Pain is the most common reason people visit a doctor. When treating pain, physicians have long wrestled with a dilemma: How can a doctor relieve a patient's suffering while avoiding the potential for that patient to become addicted to a powerful, opiate pain medication?
Today, the medical profession has concluded that many doctors underprescribe powerful painkillers because they overestimate the potential for patients to become addicted to these painkillers, which include opiates (from opium) such as morphine and codeine, and substances that are structurally related to morphine. The term "opioids" is used to describe the entire class (both synthetic and natural) of chemicals structurally similar to morphine. Although these drugs carry an extreme risk of addiction for many people, many physicians are not aware that these drugs are rarely abused when used for medicinal purposes.

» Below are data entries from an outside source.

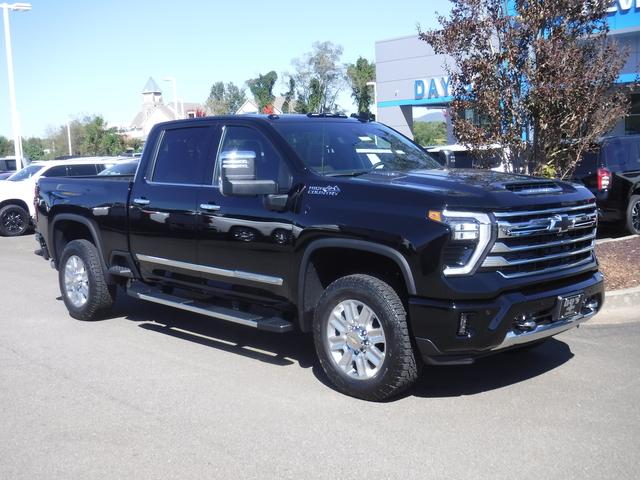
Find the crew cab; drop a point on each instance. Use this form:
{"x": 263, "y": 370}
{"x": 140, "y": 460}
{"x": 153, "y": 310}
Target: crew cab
{"x": 16, "y": 191}
{"x": 334, "y": 226}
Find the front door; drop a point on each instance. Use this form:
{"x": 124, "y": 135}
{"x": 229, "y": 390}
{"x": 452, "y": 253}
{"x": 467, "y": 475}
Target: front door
{"x": 243, "y": 242}
{"x": 164, "y": 204}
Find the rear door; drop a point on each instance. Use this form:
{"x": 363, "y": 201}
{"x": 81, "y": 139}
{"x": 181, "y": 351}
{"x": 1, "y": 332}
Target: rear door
{"x": 163, "y": 203}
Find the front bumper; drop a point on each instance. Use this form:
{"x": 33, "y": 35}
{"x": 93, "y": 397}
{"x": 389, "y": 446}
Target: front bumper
{"x": 491, "y": 325}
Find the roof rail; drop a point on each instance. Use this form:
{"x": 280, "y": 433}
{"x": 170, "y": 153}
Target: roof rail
{"x": 326, "y": 115}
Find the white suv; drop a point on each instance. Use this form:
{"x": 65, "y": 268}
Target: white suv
{"x": 16, "y": 192}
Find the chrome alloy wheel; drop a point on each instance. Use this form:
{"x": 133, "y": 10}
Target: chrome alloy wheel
{"x": 13, "y": 222}
{"x": 355, "y": 339}
{"x": 635, "y": 216}
{"x": 76, "y": 281}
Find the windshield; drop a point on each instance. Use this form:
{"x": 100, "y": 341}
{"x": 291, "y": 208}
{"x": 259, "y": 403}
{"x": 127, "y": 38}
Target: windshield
{"x": 26, "y": 172}
{"x": 344, "y": 148}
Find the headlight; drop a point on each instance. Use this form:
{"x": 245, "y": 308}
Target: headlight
{"x": 470, "y": 236}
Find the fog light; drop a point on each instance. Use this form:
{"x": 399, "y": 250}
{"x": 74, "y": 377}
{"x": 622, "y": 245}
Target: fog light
{"x": 525, "y": 322}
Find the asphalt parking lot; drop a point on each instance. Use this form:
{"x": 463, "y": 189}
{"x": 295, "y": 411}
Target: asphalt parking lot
{"x": 158, "y": 393}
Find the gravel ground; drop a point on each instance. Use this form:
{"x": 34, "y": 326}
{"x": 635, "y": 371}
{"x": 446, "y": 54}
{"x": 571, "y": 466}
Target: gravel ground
{"x": 620, "y": 263}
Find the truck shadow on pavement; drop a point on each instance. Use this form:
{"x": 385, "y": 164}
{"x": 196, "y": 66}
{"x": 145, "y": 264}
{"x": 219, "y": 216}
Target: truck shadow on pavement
{"x": 490, "y": 373}
{"x": 493, "y": 372}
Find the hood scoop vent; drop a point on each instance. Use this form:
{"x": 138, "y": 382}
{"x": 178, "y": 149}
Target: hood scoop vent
{"x": 533, "y": 188}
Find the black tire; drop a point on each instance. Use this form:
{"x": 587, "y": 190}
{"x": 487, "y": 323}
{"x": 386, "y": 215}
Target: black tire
{"x": 633, "y": 215}
{"x": 100, "y": 296}
{"x": 14, "y": 221}
{"x": 400, "y": 367}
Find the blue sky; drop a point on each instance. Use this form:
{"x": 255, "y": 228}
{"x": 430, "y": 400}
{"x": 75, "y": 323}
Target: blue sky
{"x": 73, "y": 58}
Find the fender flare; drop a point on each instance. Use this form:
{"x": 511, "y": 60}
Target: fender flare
{"x": 93, "y": 231}
{"x": 350, "y": 244}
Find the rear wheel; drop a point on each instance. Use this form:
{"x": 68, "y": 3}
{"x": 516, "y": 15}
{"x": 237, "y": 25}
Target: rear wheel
{"x": 362, "y": 338}
{"x": 14, "y": 221}
{"x": 85, "y": 291}
{"x": 633, "y": 215}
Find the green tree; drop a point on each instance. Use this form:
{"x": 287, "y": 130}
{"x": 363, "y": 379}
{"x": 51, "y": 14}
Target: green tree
{"x": 319, "y": 77}
{"x": 542, "y": 67}
{"x": 289, "y": 96}
{"x": 6, "y": 147}
{"x": 430, "y": 133}
{"x": 359, "y": 74}
{"x": 262, "y": 89}
{"x": 225, "y": 99}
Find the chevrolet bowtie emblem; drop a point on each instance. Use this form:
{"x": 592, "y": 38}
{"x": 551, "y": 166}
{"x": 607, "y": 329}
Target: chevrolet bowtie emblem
{"x": 561, "y": 223}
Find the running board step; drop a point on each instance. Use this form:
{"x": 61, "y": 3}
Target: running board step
{"x": 271, "y": 324}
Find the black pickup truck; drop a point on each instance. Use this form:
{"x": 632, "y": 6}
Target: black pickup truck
{"x": 335, "y": 226}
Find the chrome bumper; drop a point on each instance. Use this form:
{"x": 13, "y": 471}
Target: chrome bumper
{"x": 517, "y": 337}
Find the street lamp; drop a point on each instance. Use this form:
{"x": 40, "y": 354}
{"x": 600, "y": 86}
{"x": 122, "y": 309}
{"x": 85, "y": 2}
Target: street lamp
{"x": 375, "y": 97}
{"x": 15, "y": 120}
{"x": 175, "y": 94}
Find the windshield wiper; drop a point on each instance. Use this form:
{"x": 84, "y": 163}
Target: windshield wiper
{"x": 355, "y": 173}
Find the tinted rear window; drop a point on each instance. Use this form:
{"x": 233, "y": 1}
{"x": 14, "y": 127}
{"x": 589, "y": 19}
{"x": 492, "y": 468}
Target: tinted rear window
{"x": 588, "y": 163}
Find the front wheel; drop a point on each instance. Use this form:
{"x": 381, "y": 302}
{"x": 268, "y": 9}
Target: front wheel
{"x": 362, "y": 338}
{"x": 14, "y": 221}
{"x": 83, "y": 285}
{"x": 633, "y": 215}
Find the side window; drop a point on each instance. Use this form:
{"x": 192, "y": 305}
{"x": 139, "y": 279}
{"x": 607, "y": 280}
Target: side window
{"x": 269, "y": 164}
{"x": 182, "y": 156}
{"x": 59, "y": 171}
{"x": 81, "y": 170}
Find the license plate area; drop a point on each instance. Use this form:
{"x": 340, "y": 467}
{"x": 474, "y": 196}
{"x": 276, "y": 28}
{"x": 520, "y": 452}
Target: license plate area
{"x": 569, "y": 306}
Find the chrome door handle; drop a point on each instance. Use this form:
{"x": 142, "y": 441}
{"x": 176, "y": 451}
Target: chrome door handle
{"x": 210, "y": 207}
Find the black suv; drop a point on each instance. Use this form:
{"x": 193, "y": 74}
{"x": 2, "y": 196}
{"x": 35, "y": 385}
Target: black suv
{"x": 612, "y": 173}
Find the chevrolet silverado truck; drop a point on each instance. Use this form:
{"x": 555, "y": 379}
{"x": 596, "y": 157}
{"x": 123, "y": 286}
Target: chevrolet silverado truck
{"x": 335, "y": 226}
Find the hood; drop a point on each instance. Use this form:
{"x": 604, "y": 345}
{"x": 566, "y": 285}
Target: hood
{"x": 483, "y": 189}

When doctors limit pain medication, thousands of patients suffer needlessly, according to a number of studies. This quandary over the prescription of powerful pain relievers continues while investigators search for new ways to control pain. NIDA-funded researchers are spearheading the exploration for new painkillers that are effective but nonaddicting.
Opium, the bitter dried juice of the opium poppy, has been used for centuries to relieve pain. Opium's analgesic properties come from morphine, opium's major active component.

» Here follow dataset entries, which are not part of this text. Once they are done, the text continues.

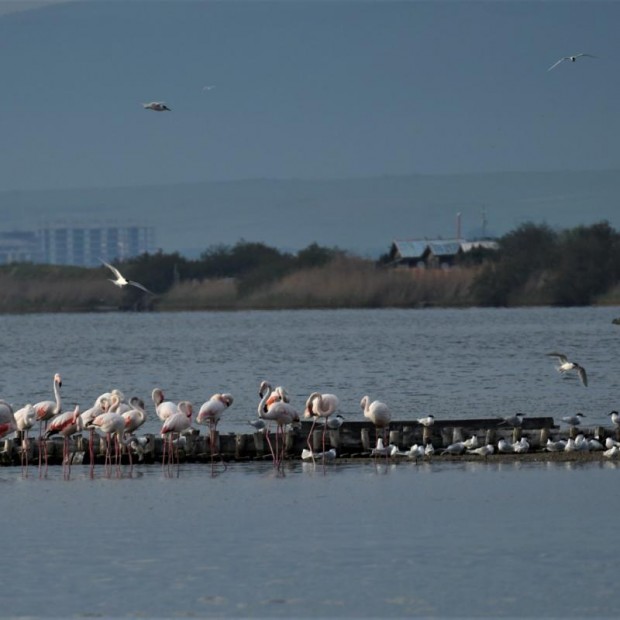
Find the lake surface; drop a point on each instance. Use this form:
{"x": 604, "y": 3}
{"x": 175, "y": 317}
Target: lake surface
{"x": 349, "y": 540}
{"x": 451, "y": 363}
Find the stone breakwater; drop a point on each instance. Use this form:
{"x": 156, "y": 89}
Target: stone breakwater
{"x": 353, "y": 440}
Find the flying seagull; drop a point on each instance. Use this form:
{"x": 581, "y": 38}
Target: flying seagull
{"x": 566, "y": 366}
{"x": 121, "y": 281}
{"x": 158, "y": 106}
{"x": 571, "y": 58}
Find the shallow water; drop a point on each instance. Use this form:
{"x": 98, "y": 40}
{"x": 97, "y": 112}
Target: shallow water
{"x": 451, "y": 363}
{"x": 349, "y": 540}
{"x": 364, "y": 540}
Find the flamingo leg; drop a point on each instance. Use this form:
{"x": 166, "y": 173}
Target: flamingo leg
{"x": 310, "y": 447}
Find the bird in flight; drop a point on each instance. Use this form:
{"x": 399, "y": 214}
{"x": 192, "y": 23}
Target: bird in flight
{"x": 566, "y": 366}
{"x": 157, "y": 106}
{"x": 121, "y": 281}
{"x": 572, "y": 58}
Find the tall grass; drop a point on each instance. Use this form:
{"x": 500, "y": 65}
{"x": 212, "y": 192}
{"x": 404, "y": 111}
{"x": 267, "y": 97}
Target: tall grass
{"x": 346, "y": 282}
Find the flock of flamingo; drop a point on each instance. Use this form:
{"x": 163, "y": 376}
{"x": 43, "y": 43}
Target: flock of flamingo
{"x": 117, "y": 419}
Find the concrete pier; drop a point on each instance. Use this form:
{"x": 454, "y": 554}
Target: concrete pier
{"x": 354, "y": 439}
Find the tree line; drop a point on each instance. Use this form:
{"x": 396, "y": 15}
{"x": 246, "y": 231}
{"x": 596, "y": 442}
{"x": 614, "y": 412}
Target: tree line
{"x": 537, "y": 265}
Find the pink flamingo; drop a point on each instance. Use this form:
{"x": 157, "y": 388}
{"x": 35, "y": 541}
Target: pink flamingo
{"x": 65, "y": 424}
{"x": 320, "y": 406}
{"x": 211, "y": 412}
{"x": 7, "y": 419}
{"x": 46, "y": 410}
{"x": 134, "y": 417}
{"x": 112, "y": 424}
{"x": 379, "y": 414}
{"x": 163, "y": 408}
{"x": 101, "y": 405}
{"x": 279, "y": 411}
{"x": 25, "y": 419}
{"x": 177, "y": 423}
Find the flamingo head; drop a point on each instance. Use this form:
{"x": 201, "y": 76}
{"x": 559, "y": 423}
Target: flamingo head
{"x": 264, "y": 386}
{"x": 227, "y": 399}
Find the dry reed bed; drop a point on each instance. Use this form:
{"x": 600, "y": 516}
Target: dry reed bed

In the 1970s and 1980s, researchers discovered morphine-like substances that occur naturally in the body, the endogenous opioid peptides.
However, the debilitating side effects that opiate medications can produce, such as nausea, sedation, confusion, and constipation, limit their effectiveness and contribute to the need for alternative analgesics.

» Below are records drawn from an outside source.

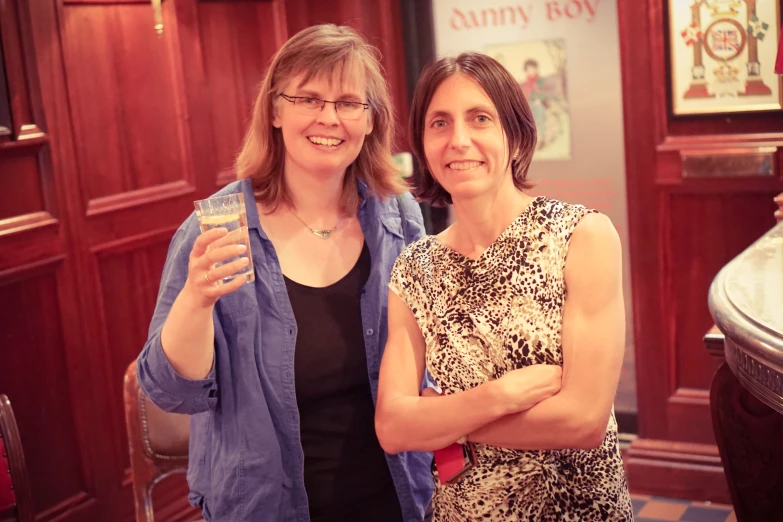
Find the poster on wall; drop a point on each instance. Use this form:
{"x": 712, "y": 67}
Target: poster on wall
{"x": 540, "y": 68}
{"x": 723, "y": 56}
{"x": 565, "y": 54}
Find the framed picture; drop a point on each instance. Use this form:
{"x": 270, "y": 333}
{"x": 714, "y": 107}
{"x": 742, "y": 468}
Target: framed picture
{"x": 540, "y": 68}
{"x": 723, "y": 56}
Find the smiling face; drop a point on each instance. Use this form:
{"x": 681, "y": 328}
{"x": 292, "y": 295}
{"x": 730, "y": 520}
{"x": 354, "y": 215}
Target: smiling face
{"x": 464, "y": 142}
{"x": 321, "y": 142}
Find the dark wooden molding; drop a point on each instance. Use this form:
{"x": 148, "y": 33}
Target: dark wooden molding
{"x": 137, "y": 198}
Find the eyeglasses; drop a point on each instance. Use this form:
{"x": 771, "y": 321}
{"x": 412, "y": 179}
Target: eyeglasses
{"x": 346, "y": 110}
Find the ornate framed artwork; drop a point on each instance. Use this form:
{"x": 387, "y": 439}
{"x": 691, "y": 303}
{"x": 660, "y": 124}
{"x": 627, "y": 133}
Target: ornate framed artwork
{"x": 723, "y": 56}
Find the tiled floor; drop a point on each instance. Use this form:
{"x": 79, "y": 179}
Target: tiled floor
{"x": 657, "y": 509}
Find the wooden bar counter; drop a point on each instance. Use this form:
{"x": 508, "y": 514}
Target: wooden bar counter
{"x": 746, "y": 396}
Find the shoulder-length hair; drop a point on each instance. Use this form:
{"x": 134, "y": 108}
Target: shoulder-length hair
{"x": 516, "y": 119}
{"x": 321, "y": 51}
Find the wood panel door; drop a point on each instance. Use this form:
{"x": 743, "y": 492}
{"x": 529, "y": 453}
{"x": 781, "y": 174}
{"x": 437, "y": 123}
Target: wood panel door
{"x": 682, "y": 231}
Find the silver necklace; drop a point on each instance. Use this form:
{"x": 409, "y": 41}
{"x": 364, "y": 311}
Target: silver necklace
{"x": 323, "y": 234}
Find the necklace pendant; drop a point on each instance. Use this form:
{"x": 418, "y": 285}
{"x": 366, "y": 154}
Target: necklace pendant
{"x": 323, "y": 234}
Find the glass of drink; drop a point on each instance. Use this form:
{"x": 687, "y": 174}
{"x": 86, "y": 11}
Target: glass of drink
{"x": 227, "y": 212}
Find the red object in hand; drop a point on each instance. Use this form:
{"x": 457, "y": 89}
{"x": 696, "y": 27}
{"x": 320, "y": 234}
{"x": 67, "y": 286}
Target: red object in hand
{"x": 453, "y": 461}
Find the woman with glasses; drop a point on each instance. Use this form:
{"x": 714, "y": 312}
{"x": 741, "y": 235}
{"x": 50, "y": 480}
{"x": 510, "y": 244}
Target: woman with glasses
{"x": 516, "y": 311}
{"x": 280, "y": 375}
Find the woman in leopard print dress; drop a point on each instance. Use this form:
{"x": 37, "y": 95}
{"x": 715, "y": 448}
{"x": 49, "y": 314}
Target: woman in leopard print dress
{"x": 494, "y": 307}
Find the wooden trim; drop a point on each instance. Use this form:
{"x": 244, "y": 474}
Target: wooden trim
{"x": 26, "y": 222}
{"x": 27, "y": 271}
{"x": 720, "y": 141}
{"x": 131, "y": 243}
{"x": 690, "y": 397}
{"x": 140, "y": 197}
{"x": 677, "y": 470}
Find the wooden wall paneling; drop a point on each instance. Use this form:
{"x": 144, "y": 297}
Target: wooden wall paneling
{"x": 236, "y": 56}
{"x": 682, "y": 232}
{"x": 151, "y": 141}
{"x": 640, "y": 140}
{"x": 125, "y": 101}
{"x": 34, "y": 350}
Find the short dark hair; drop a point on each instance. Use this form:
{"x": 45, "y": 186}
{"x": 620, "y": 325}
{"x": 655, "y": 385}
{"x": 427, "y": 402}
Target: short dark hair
{"x": 516, "y": 119}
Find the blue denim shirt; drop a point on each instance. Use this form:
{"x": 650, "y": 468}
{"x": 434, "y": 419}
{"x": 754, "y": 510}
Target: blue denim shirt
{"x": 246, "y": 460}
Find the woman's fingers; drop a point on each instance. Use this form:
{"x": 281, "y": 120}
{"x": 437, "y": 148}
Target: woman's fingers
{"x": 226, "y": 270}
{"x": 215, "y": 291}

NIDA-supported researchers are addressing this need through a number of experimental approaches. These include:
- Developing opioid compounds, syn thetic derivatives of opiates, that promote pain relief without producing the euphoria, or "high," that can lead to addiction
- Developing "promoter compounds" that enhance the pain-relieving effects of opioids so that smaller doses can be used
- Developing nonopioid analgesics that function through different pain-relief processes and presumably will not produce the negative side effects of opioids
Years of research have uncovered three categories of opioids: agonists, such as Demerol and methadone, that mimic the effects of endogenous opioids; antagonists, such as naloxone, that block certain effects of opioids; and mixed agonist-antagonist opioid agents, such as buprenorphine and nalbuphine, that both activate and block specific opioid effects. These partial agonists-buprenorphine and nalbuphine- minimize the agonists' negative side effects, including sedation, respiratory problems, and abuse potential, while relieving pain.
Opiates, including morphine and codeine, and synthetic opioids, such as Demerol and fentanyl, work by mimicking the endogenous opioid peptides, pain-relieving chemicals produced in the body. These peptides bind chemically to opiate receptors, activating pain-relieving systems in the brain and spinal cord. But opioids can cause undesirable side effects such as nausea, sedation, confusion, and constipation. With prolonged use of opiates and opioids, individuals become tolerant to the drugs, require larger doses, and can become physically dependent on the drugs.
In recent years, research has shown that doctors' fears that patients will become addicted to pain medication, known as "opiophobia," are largely unfounded. Studies indicate that most patients who receive opioids for pain, even those undergoing long-term therapy, do not become addicted to these drugs. The very few patients who develop rapid and marked tolerance and addiction to opioids are usually those who have a history of psychological problems or prior substance abuse.
One study found that only four out of more than 12,000 patients who were given opioids for acute pain actually became addicted to the drugs. Even long-term therapy has limited potential for addiction. In a study of 38 chronic pain patients, most of whom received opioids for 4 to 7 years, only 2 patients actually became addicted, and both had a history of drug abuse.
The problem of underprescription of opiates and opioids and the accompanying
needless suffering for millions of patients has prompted official reaction.
In 1992 the Federal Agency for Health Care Policy and Research issued guidelines
for the treatment of pain. The recommendations encourage health professionals
to ignore myths about addiction to pain medications and to cease groundless
restrictions on the dispensing of opioid pain relievers. The guidelines
also recommend greater use of intravenous drug "pumps," which
allow nurses or patients themselves to control the timing and dosage of
the drug being taken. Following the guidelines, the agency said, would
not only relieve unnecessary suffering, but would speed patients' recovery
and reduce hospital stays and costs.